Brad DeLong posts a Wikipedia page today showing the cost of computing power over time. I adjusted it to show the cost of about 30 petaflops of computing power, which is roughly the consensus estimate of the power of the human brain. Here it is:
Don’t take this too seriously. It’s an extrapolation based on multiplying the power of the fastest/cheapest chips by several hundred, which provides a highly thoretical construct. Actually getting 30 petaflops requires building a huge machine with all these chips running in parallel—plus power supplies, air conditioning, backplanes, support circuitry, etc. etc.—which increases the cost dramatically.
Still, as a sort of thought experiment it shows two things:
- The price of commercially-available computing power has come down about 7x in just four years.
- Even when you account for all the infrastructure, we’re really starting to get close to human-power computers at a relatively low price. This assumes that massively parallel computers turn out to be suitable for AI research, but since the brain is basically a massively parallel biological machine, this seems like a reasonable guess.
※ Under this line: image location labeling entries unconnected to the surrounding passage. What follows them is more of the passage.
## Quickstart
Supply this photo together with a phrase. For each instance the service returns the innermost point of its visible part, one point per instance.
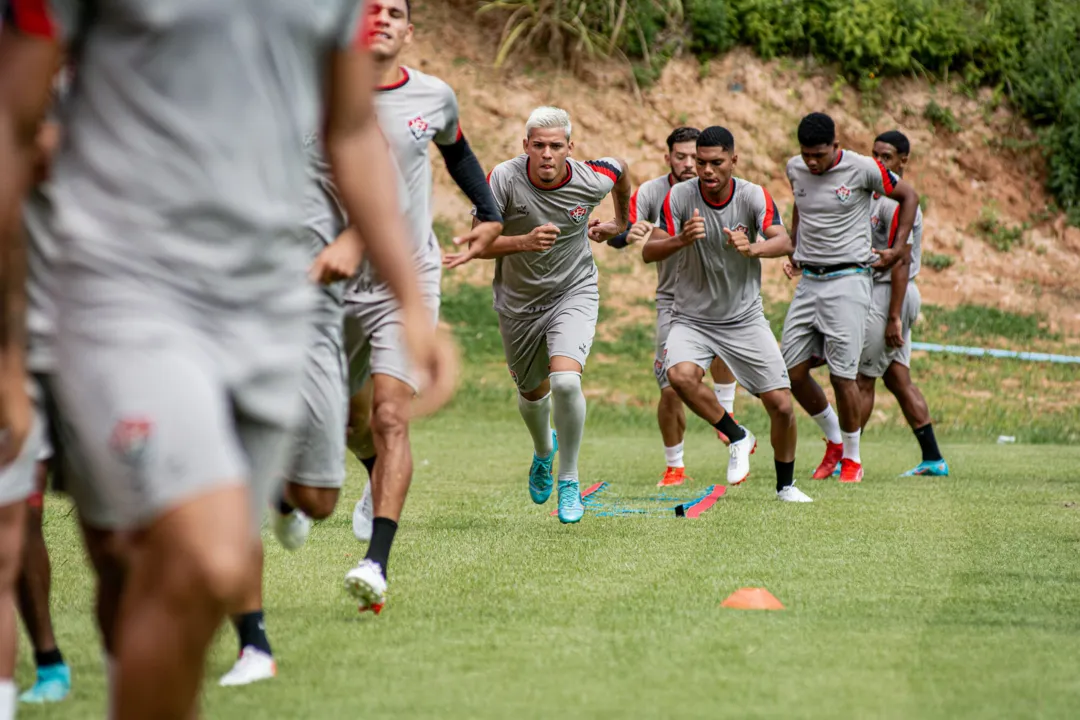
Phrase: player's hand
(740, 241)
(540, 239)
(639, 231)
(16, 415)
(693, 230)
(339, 260)
(475, 242)
(894, 333)
(434, 356)
(887, 258)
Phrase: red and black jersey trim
(604, 167)
(31, 17)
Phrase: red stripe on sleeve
(32, 17)
(893, 226)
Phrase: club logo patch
(131, 437)
(418, 126)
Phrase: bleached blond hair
(548, 118)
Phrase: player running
(887, 351)
(644, 215)
(545, 289)
(415, 110)
(181, 304)
(710, 227)
(826, 320)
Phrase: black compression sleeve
(467, 172)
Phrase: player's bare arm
(26, 70)
(661, 246)
(908, 200)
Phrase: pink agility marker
(589, 491)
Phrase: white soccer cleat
(366, 584)
(739, 461)
(252, 666)
(363, 515)
(292, 530)
(793, 494)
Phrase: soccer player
(887, 351)
(826, 320)
(181, 303)
(545, 289)
(415, 111)
(644, 215)
(715, 228)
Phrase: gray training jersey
(529, 283)
(645, 205)
(885, 217)
(183, 160)
(716, 283)
(835, 208)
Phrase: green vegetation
(1027, 50)
(905, 598)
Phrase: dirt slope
(961, 175)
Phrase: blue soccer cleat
(540, 481)
(929, 469)
(570, 508)
(53, 684)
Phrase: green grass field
(906, 598)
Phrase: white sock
(8, 700)
(851, 446)
(726, 396)
(568, 408)
(829, 424)
(537, 416)
(674, 456)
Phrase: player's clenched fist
(540, 239)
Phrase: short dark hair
(682, 135)
(817, 128)
(717, 137)
(896, 139)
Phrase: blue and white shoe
(929, 469)
(540, 480)
(53, 684)
(570, 508)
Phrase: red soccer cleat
(833, 453)
(851, 471)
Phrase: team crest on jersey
(418, 126)
(131, 437)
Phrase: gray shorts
(664, 316)
(169, 399)
(373, 335)
(564, 330)
(747, 348)
(17, 479)
(827, 320)
(877, 356)
(320, 450)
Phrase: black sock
(382, 538)
(49, 657)
(929, 444)
(253, 632)
(785, 474)
(369, 464)
(730, 429)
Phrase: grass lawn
(906, 598)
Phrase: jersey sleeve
(451, 131)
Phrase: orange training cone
(752, 598)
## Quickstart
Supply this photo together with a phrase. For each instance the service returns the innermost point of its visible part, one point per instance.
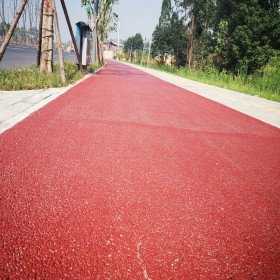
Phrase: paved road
(20, 56)
(129, 177)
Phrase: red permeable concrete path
(129, 177)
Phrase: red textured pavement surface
(128, 177)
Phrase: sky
(136, 16)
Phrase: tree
(248, 33)
(104, 17)
(161, 36)
(12, 29)
(133, 44)
(46, 65)
(2, 17)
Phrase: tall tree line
(230, 34)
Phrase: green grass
(93, 67)
(266, 84)
(31, 78)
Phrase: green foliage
(168, 37)
(31, 78)
(235, 37)
(265, 83)
(93, 67)
(135, 43)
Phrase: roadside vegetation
(31, 78)
(230, 44)
(265, 84)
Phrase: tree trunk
(72, 35)
(12, 29)
(98, 54)
(59, 45)
(191, 43)
(47, 38)
(39, 48)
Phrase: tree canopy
(230, 34)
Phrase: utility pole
(59, 45)
(119, 28)
(12, 29)
(130, 53)
(95, 41)
(72, 35)
(150, 41)
(143, 51)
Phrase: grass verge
(30, 77)
(265, 84)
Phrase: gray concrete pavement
(16, 106)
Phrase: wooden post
(59, 45)
(39, 47)
(12, 29)
(72, 35)
(46, 65)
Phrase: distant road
(17, 56)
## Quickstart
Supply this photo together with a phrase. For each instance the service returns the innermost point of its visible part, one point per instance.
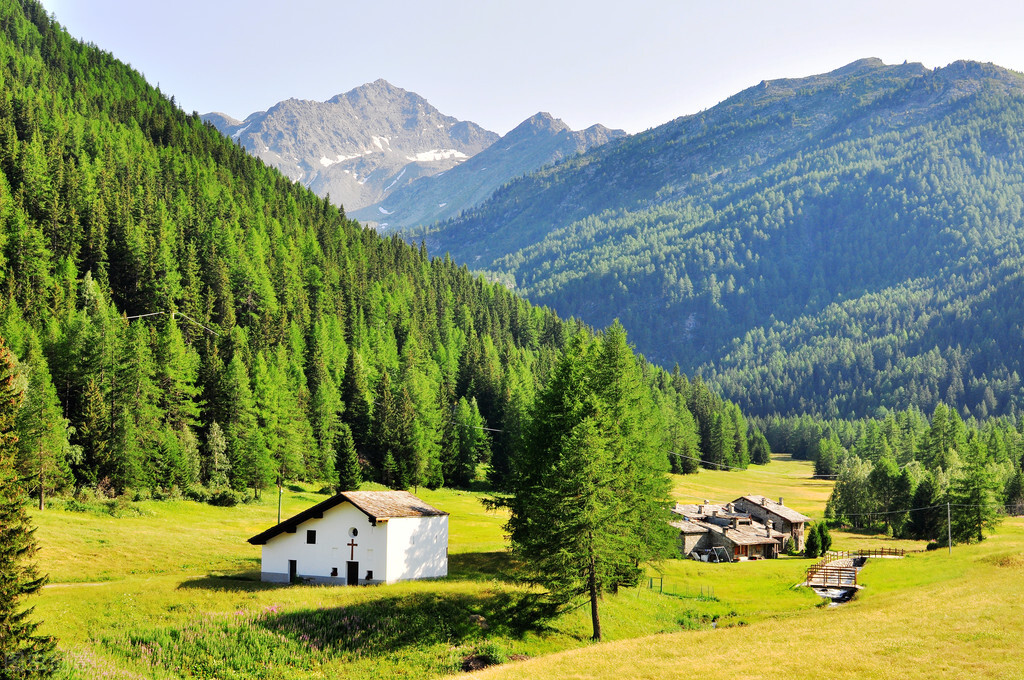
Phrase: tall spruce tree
(588, 495)
(23, 653)
(974, 496)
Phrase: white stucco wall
(417, 548)
(331, 550)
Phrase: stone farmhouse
(786, 520)
(357, 538)
(745, 528)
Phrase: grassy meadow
(170, 590)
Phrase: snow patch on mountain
(437, 155)
(394, 181)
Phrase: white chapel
(357, 538)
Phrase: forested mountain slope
(827, 245)
(185, 316)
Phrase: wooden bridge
(841, 567)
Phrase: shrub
(224, 498)
(198, 494)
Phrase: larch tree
(588, 494)
(45, 453)
(23, 653)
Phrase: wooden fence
(826, 574)
(871, 552)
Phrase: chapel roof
(376, 505)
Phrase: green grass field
(170, 590)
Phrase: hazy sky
(628, 65)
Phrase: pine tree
(760, 449)
(23, 653)
(812, 545)
(974, 496)
(217, 464)
(349, 473)
(45, 454)
(357, 399)
(580, 485)
(824, 538)
(630, 423)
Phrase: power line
(730, 467)
(173, 315)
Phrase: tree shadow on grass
(243, 581)
(390, 624)
(481, 566)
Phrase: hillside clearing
(173, 592)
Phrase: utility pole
(949, 528)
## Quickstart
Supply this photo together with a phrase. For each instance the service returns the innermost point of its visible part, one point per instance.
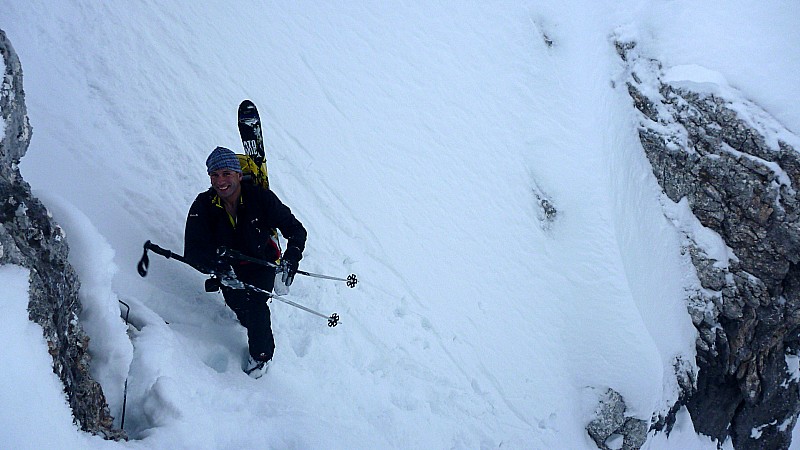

And don’t forget software! That’s almost certainly the gating item. My guess is that we’ll have affordable¹ human-power computers in another decade or so, but it will still be two or three decades before we get true AI. Needless to say, this assumes that all the AI boffins figure out how to write the code to do it.
¹By affordable, I don’t mean that you’ll be able to buy one for your desk. I mean that it will be reasonably affordable for just about any AI researcher who wants one. This is important, since software research will skyrocket when human-power computers are available to tens of thousands of researchers, not just the one or two hundred with gigantic budgets.